2- It is noteworthy that the evolution of the turnover in the services sector has not caught up, since the beginning of 2016, with the increased incomes, reflected in the evolution of the labour costs.


Moreover, the gap kept increasing to almost double the first indicator, which means that the transmission of the increased amount of money in the economic advance takes place at a decreasing yield (the services sector is predominant in the structure of GDP for any developed or developing economy).

The additional money seems to have been directed in a significant proportion to the real estate sector, where we went out of the stability criterion of + 6% per year even since the second quarter of 2016 and the trend is still increasing. It is a pity that we lose a stability criterion in the macroeconomic scoreboard, where we had 13 criteria met up to now, of 14.

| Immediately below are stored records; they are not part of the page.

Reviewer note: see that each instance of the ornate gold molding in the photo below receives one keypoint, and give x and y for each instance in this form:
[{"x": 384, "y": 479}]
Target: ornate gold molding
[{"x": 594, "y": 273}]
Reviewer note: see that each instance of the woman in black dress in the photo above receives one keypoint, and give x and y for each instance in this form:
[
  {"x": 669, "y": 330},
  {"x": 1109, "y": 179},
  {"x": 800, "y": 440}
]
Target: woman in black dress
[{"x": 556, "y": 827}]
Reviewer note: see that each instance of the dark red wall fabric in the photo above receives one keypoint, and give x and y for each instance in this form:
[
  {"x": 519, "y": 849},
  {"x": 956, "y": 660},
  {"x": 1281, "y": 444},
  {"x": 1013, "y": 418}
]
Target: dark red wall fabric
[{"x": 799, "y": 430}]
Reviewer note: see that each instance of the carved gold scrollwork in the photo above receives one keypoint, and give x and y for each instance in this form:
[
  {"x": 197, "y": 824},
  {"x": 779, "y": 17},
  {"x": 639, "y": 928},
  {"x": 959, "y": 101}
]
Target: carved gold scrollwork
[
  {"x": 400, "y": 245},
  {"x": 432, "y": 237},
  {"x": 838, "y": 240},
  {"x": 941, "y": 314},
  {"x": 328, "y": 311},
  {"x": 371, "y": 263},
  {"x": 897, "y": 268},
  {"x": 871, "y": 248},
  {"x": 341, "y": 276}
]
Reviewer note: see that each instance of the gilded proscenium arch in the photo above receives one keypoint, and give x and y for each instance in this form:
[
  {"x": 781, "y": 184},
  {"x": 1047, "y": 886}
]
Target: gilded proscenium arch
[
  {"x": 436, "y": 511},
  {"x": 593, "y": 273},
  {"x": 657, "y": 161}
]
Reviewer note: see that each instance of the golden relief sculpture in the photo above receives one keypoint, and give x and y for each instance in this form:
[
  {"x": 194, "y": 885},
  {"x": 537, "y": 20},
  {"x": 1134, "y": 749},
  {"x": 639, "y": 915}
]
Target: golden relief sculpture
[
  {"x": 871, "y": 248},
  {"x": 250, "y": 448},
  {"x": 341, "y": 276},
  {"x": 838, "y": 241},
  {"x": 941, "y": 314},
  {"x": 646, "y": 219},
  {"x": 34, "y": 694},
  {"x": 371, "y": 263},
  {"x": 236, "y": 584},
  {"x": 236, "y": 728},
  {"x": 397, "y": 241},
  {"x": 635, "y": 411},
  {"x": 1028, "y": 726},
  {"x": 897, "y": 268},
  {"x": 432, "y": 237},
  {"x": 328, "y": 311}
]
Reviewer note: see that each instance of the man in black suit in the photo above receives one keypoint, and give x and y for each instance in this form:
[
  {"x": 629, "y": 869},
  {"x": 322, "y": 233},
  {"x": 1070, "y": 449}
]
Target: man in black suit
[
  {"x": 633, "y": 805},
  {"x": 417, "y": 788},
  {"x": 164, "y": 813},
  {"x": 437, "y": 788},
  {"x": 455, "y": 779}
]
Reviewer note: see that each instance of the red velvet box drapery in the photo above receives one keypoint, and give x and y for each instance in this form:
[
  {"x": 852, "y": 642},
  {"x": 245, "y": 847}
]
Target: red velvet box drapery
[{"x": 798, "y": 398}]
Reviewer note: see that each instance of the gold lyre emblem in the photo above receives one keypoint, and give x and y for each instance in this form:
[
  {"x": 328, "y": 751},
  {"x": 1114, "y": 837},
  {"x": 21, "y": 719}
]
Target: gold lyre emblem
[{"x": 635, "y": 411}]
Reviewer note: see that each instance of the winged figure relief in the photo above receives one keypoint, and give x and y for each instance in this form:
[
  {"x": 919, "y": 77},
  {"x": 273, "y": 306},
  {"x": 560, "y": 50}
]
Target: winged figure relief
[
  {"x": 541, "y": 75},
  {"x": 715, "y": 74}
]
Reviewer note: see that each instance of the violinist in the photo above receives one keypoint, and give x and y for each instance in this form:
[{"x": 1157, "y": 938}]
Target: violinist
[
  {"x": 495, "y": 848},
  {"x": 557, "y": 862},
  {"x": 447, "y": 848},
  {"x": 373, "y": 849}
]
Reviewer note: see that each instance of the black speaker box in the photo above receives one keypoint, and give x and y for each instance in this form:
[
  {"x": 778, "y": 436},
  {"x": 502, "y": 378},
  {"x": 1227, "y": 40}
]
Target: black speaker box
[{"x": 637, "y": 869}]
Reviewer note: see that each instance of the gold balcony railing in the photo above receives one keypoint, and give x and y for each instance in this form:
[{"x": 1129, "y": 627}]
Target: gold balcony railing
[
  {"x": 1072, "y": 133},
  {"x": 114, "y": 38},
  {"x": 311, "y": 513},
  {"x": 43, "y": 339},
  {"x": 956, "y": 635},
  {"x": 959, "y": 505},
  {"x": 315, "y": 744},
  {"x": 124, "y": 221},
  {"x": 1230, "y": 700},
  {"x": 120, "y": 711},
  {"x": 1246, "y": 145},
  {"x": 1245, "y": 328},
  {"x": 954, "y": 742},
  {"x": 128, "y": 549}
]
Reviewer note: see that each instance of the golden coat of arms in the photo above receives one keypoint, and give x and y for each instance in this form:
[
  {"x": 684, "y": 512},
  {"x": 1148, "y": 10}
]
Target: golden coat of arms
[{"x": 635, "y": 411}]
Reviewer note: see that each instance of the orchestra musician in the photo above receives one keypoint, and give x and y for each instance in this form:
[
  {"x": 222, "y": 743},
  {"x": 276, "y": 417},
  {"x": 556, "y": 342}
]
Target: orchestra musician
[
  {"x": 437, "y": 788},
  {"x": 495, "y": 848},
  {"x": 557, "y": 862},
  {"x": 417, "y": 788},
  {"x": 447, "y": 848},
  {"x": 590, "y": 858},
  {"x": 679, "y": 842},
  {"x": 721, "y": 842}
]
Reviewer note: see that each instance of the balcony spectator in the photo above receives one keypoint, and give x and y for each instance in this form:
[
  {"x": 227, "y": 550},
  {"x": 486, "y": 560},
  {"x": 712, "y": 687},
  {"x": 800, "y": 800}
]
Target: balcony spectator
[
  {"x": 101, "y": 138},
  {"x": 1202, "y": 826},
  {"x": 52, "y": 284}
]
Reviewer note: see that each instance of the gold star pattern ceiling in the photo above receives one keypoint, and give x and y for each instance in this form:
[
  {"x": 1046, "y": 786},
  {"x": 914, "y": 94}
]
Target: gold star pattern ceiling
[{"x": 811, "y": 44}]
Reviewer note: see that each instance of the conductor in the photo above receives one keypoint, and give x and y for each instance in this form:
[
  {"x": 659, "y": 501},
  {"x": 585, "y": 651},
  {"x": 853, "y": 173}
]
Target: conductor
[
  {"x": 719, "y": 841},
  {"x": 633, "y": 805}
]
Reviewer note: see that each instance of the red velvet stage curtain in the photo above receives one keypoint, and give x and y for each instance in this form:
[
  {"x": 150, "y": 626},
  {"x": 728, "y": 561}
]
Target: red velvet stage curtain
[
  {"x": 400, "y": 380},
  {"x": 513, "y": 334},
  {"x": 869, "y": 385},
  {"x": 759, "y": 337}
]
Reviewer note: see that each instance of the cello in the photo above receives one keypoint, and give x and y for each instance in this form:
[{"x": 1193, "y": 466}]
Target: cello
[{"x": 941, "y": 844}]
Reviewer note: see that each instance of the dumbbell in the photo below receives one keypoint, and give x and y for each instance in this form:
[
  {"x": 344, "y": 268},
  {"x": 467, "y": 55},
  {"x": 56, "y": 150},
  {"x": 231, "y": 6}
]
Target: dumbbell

3- The evolution of employment remained negative in the last four quarters analysed and the job vacancy rate is still higher than two years ago, although it made a small recovery after the situation in the third quarter of 2016. The signal is, though, that it is already becoming increasingly difficult to find people with certain specializations and keep the workforce with certain skills.

The unemployment rate remains relatively low compared to the European average, but it moved sharply upward and the adjusted data on those who left to look for work abroad would look quite different.

4 – Romanians left to work abroad: here is the real key to raising budget revenues. If the people who are already away had worked in the country, we would have had a completely different share of employees in the total population (in other words, not the level of taxation is the problem to solve but the increase in the share of the salaried labour).

5- The temporary escape of adventures proposed during elections has come, unexpectedly and without any merit for anyone, from the (yet) unexpectedly good development of industrial production. In contrast, latest data on the construction sector do not look good, the hope being that this is a transient situation.

6- The yield of government bonds for long-term loans has calmed down after approaching the 4% rate at the end of the first quarter and returned to lower values than those registered at the beginning of the year but above those in 2016. The euro/leu exchange rate, though, started a slight upward trend and the April decreasing trend has stopped and it returned afterwards to a slight depreciation of the national currency.

All in all, data show that we should temper the increase by a forced march of incomes and correlate them much more closely with the labour productivity and the results of the real economy. The impulse from the electoral incentives has reached its limit and perspectives do not look good if we keep going on the current trends.